Dieter Baumanns Goldener Herbst im Big Apple
Nur eine Stunde nachdem Dieter Baumann seinen 39. Nationalen Titel im Dantestadion geholt hatte, waren die Medienvertreter ins Münchner Botanikum geladen, wo sie News erfahren sollten, die eigentlich gar nicht mehr so neu waren. Aus Frankfurt – die dortigen Marathonorganisatoren hatten im Buhlen um den Tübinger den Kürzeren gezogen - war die Nachricht vom Start des Langstrecklers beim New York City Marathon am 2. November bereits durchgesickert.
Dieter Baumann stellte in München seine neuen Marathonpläne vor (Foto: Kiefner)
Also musste der Ausrüster PR-technisch nachlegen: Nach der offiziellen Vertragsunterzeichnung, die mit dem obligatorischen Handshake besiegelt wurde, verriet Renndirektor Allan Steinfeld vorab schon mal, dass sein deutscher Star mit der Startnummer Fünf ins Rennen geschickt wird.Getragen von Emotionen
Die Entscheidung für New York sei rein emotional gewesen, so der frischgebackene Deutsche Meister. Die Zahlen – 30.000 Teilnehmer aus 200 Nationen und zwei Millionen Zuschauer am Straßenrand – geben Allan Steinfeld recht, wenn er davon schwärmt, dass sein Marathon "eine gigantische Party vom Start bis zum Ziel" sei.

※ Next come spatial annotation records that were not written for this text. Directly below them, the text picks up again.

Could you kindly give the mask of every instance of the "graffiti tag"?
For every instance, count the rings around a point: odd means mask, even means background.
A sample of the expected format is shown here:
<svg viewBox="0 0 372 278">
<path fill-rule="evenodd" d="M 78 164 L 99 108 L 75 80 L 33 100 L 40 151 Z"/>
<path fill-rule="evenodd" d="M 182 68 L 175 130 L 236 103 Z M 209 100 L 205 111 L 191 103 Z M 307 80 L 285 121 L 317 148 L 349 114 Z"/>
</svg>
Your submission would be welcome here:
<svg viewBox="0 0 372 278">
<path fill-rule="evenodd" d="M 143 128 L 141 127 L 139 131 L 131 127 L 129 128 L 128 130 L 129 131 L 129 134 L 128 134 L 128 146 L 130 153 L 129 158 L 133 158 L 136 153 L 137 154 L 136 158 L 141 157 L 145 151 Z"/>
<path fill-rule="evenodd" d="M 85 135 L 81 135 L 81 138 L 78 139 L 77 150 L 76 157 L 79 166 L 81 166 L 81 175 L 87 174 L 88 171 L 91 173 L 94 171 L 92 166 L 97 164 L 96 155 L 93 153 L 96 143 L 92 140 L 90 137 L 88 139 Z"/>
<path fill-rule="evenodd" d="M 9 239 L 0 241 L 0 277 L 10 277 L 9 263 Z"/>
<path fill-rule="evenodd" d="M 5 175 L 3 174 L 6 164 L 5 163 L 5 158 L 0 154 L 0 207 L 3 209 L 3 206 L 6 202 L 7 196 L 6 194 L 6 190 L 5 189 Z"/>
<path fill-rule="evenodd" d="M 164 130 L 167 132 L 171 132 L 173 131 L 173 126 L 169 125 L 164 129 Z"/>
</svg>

Einen Vorgeschmack der Atmosphäre beim Mekka aller Marathons hat Baumann 1987 abbekommen, als er beim Fifth Avenue Mile-Rennen Steve Ovett, Abdi Bile und andere Größen der Mittelstrecke getroffen hat. "Das war ein tolles Erlebnis."
Den ersten Kontakt zu den Veranstaltern gab es in München bei den Europameisterschaften, danach habe Dieter Baumann die Idee immer besser gefallen – von der Saisonplanung wie eben auch bauchmäßig: "Ich lebe von Emotionen, damit motiviere ich mich. Beim Laufen möchte ich mich von diesen Emotionen tragen lassen, deswegen habe ich New York gewählt."
Alter und neuer Druck
Spekulationen, Dieter Baumann wolle in New York dem Druck und Presserummel aus dem Weg gehen, wies der 38-jährige zurück. "Es spielt keine Rolle, wo ich laufe. Der New Yorker Marathon hat ein exquisites Feld und die Konkurrenz ist hart."
Außerdem setzte ihn Allan Steinfeld selbst gehörig unter Druck als er seiner Hoffnung Ausdruck verlieh, dass mit Baumann zum ersten Mal ein Deutscher im Big Apple vorne liegen würde: "Dieter Baumann hat das Zeug dazu, der nächste Champion zu werden. Viele große Gewinner wie Alberto Salazar und Grete Waitz haben auch bei ihrem ersten Start in New York gesiegt. Ich glaube, dass Dieter in diese illustren Fußstapfen treten kann."
Dieter Baumann entgegnete, dass er die Erwartungen Steinfelds zur Kenntnis nehme, aber schon froh sei, wenn er im Spitzenfeld vorne gut mitlaufen, Marathongefühl schnuppern und durchkommen könne. Für Platzierungsprognosen sei es eindeutig noch zu früh.
Zwei Saisonhöhepunkte mit genügend Abstand
Anders als 2002 wird der Tübinger die Bahnsaison abgeschlossen haben, bevor er sich ganz auf den Marathon konzentriert: Nach dem 10.000-Meter-Finale bei den Weltmeisterschaften in Paris bleiben ihm noch gute zehn Wochen für Marathonumfangtraining mit längeren, ruhigeren Läufen. Also Trainingsläufe, die zweieinhalb Stunden oder länger dauern und nicht schneller als 3:06 Minuten pro Kilometer angegangen werden.
Bis dahin stehen noch Ende Juni die Deutschen Meisterschaften in Ulm auf dem Programm – nur 15 Kilometer von seiner Heimatstadt Blaubeuren entfernt. Beim "Heimspiel" will er die 5.000 Meter gewinnen und in Paris dann über die doppelte Distanz eine Zeit von 27:30 Minuten laufen.
Inwieweit er damit die Kenianer, Äthiopier und Marokkaner ärgern könne, hänge von Rennverlauf ab. Der Olympiasieger von 1992 hofft durch eine gute Renntaktik Plätze gut machen zu können und so unter die ersten zehn – oder besser – zu kommen.
Ein langer Anlauf zum Marathon – aber die Form stimmt bereits!